At Bdote, or Fort Snelling, where the Minnesota and Mississippi Rivers join, you could be forgiven for thinking that something isn't right with your eyes. On the north side, the water of the Mississippi is dark blue. River blue. On the south flank, the Minnesota River is often a murky, jaundiced brown, like construction site puddles after a downpour. Even after the two branches merge into the same channel past Pike Island, they maintain their character for a short stretch, brown and blue in wary communion, until they give in to physics and mix together.
It's actually not far off to think of the Minnesota River as a worksite: Our state's namesake river crosses an intensively farmed region where about 80% of the land is devoted to agriculture. All of this activity delivers excess sediment (along with fertilizers, pesticides and bacteria) into the river.
The state's plan
Cleaning up the river is both necessary and costly. According to a new report from the MN Pollution Control Agency (MPCA), addressing sediment pollution to the river will be at least a $360 million endeavor focused on improving soil health and controlling erosion. Last week we reviewed some of the most important elements of the proposal and summarized a series of MPCA studies that detail the extent of the problem.

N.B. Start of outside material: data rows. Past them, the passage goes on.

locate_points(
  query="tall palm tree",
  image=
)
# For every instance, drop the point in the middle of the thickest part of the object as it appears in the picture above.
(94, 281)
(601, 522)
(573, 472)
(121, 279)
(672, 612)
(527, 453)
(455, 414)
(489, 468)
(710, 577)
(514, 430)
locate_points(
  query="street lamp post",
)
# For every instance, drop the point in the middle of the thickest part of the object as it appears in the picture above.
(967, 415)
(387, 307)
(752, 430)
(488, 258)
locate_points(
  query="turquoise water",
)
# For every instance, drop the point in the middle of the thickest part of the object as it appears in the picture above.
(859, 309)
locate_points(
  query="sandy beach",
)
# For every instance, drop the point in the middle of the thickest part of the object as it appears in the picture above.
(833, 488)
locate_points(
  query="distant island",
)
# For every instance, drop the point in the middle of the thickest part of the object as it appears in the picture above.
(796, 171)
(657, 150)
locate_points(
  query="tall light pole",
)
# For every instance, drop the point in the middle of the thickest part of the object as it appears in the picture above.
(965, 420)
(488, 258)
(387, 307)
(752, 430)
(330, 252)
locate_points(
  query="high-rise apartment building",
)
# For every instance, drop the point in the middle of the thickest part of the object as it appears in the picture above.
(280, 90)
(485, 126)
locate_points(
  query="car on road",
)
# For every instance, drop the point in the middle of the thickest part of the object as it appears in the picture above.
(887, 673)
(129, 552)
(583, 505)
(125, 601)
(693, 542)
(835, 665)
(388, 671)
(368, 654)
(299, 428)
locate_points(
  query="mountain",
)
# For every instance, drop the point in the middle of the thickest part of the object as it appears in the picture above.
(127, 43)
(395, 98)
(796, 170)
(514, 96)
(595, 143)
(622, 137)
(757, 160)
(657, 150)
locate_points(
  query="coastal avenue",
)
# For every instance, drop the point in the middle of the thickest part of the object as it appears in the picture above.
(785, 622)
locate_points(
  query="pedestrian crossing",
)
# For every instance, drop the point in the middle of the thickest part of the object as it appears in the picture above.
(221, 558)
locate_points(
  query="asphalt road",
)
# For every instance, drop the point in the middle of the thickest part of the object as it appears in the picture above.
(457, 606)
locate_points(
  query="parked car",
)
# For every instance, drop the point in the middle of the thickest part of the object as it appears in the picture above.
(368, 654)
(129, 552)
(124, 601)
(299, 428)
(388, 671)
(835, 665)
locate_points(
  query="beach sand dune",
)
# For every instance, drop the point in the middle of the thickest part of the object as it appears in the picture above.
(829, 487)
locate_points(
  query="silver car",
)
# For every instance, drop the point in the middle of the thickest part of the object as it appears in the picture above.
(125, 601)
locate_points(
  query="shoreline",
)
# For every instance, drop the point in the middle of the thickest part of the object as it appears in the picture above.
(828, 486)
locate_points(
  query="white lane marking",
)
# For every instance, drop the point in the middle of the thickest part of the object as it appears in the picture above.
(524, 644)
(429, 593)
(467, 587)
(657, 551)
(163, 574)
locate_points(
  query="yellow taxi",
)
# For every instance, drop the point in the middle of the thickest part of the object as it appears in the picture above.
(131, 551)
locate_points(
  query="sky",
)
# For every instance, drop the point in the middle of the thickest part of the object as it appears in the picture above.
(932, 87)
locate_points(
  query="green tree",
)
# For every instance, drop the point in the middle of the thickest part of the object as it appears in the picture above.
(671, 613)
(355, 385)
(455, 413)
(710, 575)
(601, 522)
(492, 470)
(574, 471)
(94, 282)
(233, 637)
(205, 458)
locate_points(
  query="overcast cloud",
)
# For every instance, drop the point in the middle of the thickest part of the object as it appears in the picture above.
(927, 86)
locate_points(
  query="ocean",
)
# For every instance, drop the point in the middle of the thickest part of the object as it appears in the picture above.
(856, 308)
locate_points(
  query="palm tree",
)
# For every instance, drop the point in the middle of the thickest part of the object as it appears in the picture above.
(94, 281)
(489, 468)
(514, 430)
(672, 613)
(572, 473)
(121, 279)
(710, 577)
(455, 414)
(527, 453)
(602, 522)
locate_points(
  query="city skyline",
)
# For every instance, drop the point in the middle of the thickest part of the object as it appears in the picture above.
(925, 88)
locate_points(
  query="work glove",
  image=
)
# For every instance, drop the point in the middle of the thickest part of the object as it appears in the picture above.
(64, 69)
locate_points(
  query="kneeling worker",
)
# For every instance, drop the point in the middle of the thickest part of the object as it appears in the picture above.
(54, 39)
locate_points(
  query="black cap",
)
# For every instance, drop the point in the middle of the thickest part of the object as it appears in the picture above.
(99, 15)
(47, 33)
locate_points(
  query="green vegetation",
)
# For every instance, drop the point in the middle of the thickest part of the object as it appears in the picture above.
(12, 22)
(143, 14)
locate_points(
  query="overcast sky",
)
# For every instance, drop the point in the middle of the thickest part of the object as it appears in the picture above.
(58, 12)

But improving soil health and addressing field erosion will only go so far.
Conventional farming practices that leave the ground bare much of the year (like our current corn and soybean crop systems) allow runoff to literally wash the land downstream. Extensive artificial drainage systems flush more water downstream, increasing stream flows and exacerbating ditch and stream erosion.
And our changing climate will produce ever-more-frequent heavy rainstorms, amplifying these problems in the years to come.
A different approach
We know that we need to diversify our cropping systems to reach our water quality goals. Perennial crops like Kernza have a big role to play in a winning game plan, which is why FMR is helping to develop programs that get roots in the ground, year-round in order to reduce runoff and capture pollutants.
With hard work and the right investments, we can make the Minnesota River — and the rest of the region — run clean once more.